As mentioned above, the number of contact surfaces increases sequentially according to the magnitude of the force W, and the force W is distributed and supported, so even if the force W due to an earthquake becomes large, the force borne by one pair of the seismic support device 10 is not proportional to the magnitude of the earthquake force W.

FIG. 5 shows another embodiment of the invention. In this embodiment, a slit 22 is provided in one protrusion 21 of the shag holder 12, and the structure is such that the rigidity is different from that of the other protrusion 20.
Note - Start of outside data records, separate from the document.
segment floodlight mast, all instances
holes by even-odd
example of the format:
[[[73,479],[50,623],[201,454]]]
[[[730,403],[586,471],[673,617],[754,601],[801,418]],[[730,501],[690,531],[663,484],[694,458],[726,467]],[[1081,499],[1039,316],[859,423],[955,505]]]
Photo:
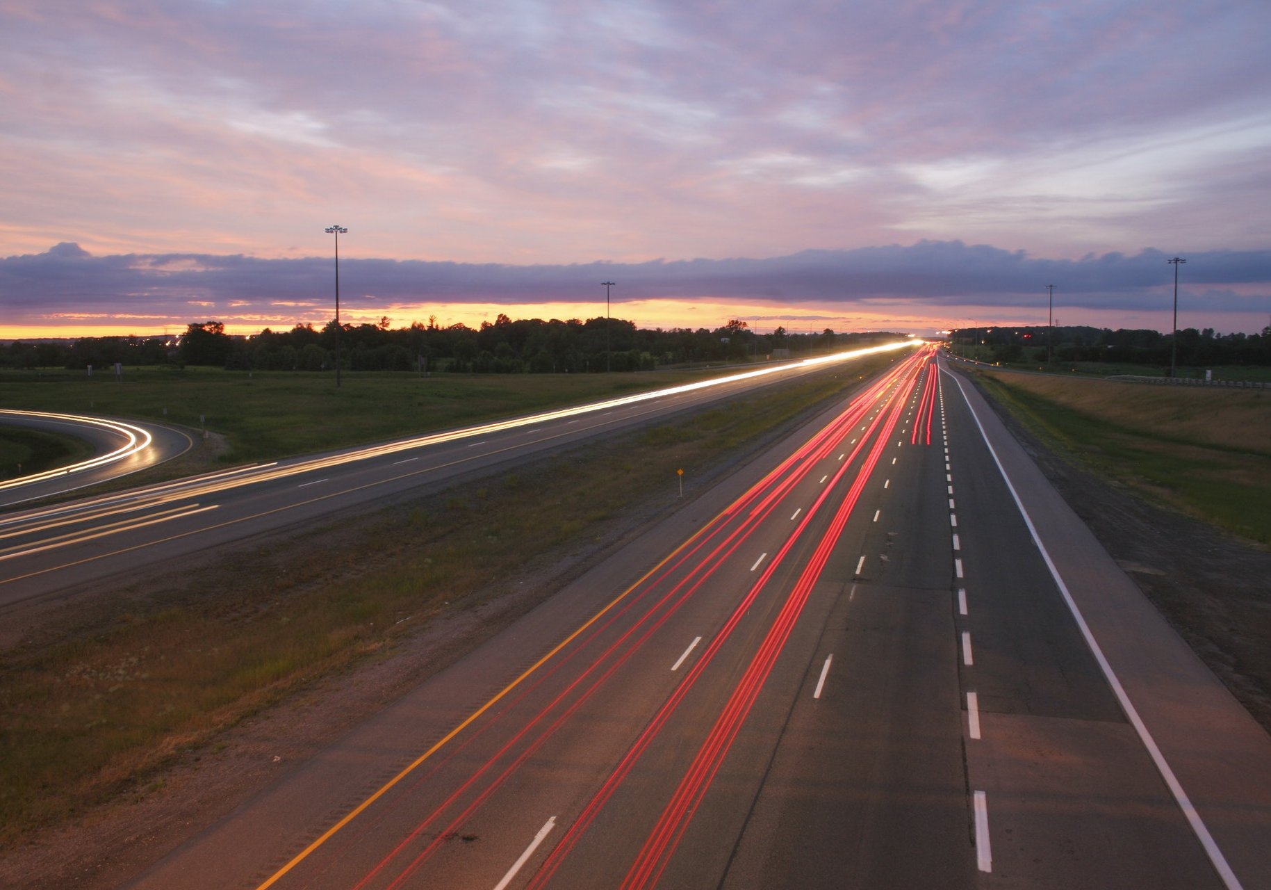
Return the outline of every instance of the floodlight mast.
[[[1050,291],[1050,309],[1046,315],[1046,364],[1050,364],[1050,352],[1055,346],[1055,285],[1046,285]]]
[[[348,229],[333,225],[327,229],[328,235],[336,235],[336,385],[339,387],[339,236],[347,234]]]
[[[611,327],[610,322],[609,322],[609,289],[613,287],[614,285],[616,285],[618,282],[616,281],[601,281],[600,284],[605,289],[605,370],[606,371],[613,371],[614,369],[613,369],[613,365],[610,364],[610,357],[609,357],[610,356],[609,328]]]
[[[1178,267],[1187,261],[1182,257],[1167,259],[1174,267],[1174,332],[1169,337],[1169,376],[1178,376]]]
FIG. 6 shows yet another embodiment of the invention. In this embodiment, the contact surface 24 of the protrusion 23 of the shag holder 12 has a smooth convex roundness, and the inclination angle γ of the contact surface 26 of the other protrusion 25 and the inclination of the contact surface 15 of the shag 11 are adjusted. The angle θ is changed to reduce the impact when the surfaces 15 and 26 come into contact.

〔Effect of the invention〕

According to the present invention, the seismic support device causes elastic deformation and sliding between the contact surfaces in accordance with the magnitude of the earthquake force.
Force is dispersed and vibrations are absorbed, and the pair of seismic support devices is smaller than conventional ones, thus requiring less installation space and making the building smaller. This is especially effective for plants in areas with high seismic zones.
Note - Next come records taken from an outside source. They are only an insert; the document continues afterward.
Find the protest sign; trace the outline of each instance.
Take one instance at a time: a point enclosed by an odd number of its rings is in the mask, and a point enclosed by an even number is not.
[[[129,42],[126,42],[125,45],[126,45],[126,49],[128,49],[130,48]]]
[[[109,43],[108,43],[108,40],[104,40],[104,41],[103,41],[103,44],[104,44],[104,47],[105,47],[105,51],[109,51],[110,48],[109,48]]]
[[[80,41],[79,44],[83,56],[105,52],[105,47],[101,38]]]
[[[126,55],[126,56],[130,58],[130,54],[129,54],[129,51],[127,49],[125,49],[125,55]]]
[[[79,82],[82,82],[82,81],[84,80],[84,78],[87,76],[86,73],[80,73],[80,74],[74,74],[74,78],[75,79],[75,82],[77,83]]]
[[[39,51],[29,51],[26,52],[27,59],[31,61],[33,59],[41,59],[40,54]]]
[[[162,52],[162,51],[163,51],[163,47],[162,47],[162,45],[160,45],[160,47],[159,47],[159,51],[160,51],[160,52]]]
[Brief explanation of the drawing]

FIG. 1 is a vertical sectional view of a nuclear reactor plant according to an embodiment of the present invention, FIG. 2 is a sectional view taken along the line X-X of FIG. 1, FIG. 3 is a partially enlarged view of FIG. 2, and FIG. An explanatory diagram of the void 13, FIG. 5 is a diagram showing another embodiment of the present invention, FIG. 6 is a diagram showing still another embodiment, and FIG. 7 is a diagram showing a conventional example. 4... Large container 1, 8... Guard vessel, 10.
...Earthquake-resistant support device, 11... Sharag, 12... Sharag receiver, 13... Gap, 14... Surface (Sharag), 15... Surface (Sharag), 16... Surface (Sharag) Uke), 17... and (Sharag Uke), 18...
Protrusion, 19...Protrusion, 20...Protrusion, 21.
...Protrusion, 22...Slit, 23...Protrusion,
24... Surface (sharug holder), 25... Protrusion, 2
6... side (sharag receiver).

Claims (1)

[Claims] 1. Consisting of a convex shear lug and a pair of concave shear lug holders having two protrusions sandwiching the protrusion of the shear lug from both sides, and forming a gap on the outer periphery of the large container. In an earthquake-resistant support device that supports a large container against horizontal seismic force, multiple pairs of shear lugs and shear lug receivers are installed in pairs. An earthquake-resistant support device for large containers characterized by having different rigidity dimensions of protrusions. 2. The seismic support device for a large container according to item 1, characterized in that a slit is provided in one of the projections of the shear lug receiver. 3. In item 1 above, the surface of one protrusion of the shear lug holder facing the shear lug has a smooth convex curved surface, and the slope of the surface of the other protrusion facing the shear lug is equal to the slope of the surface on the shear lug side. An earthquake-resistant support device for large containers characterized by a variable inclination angle.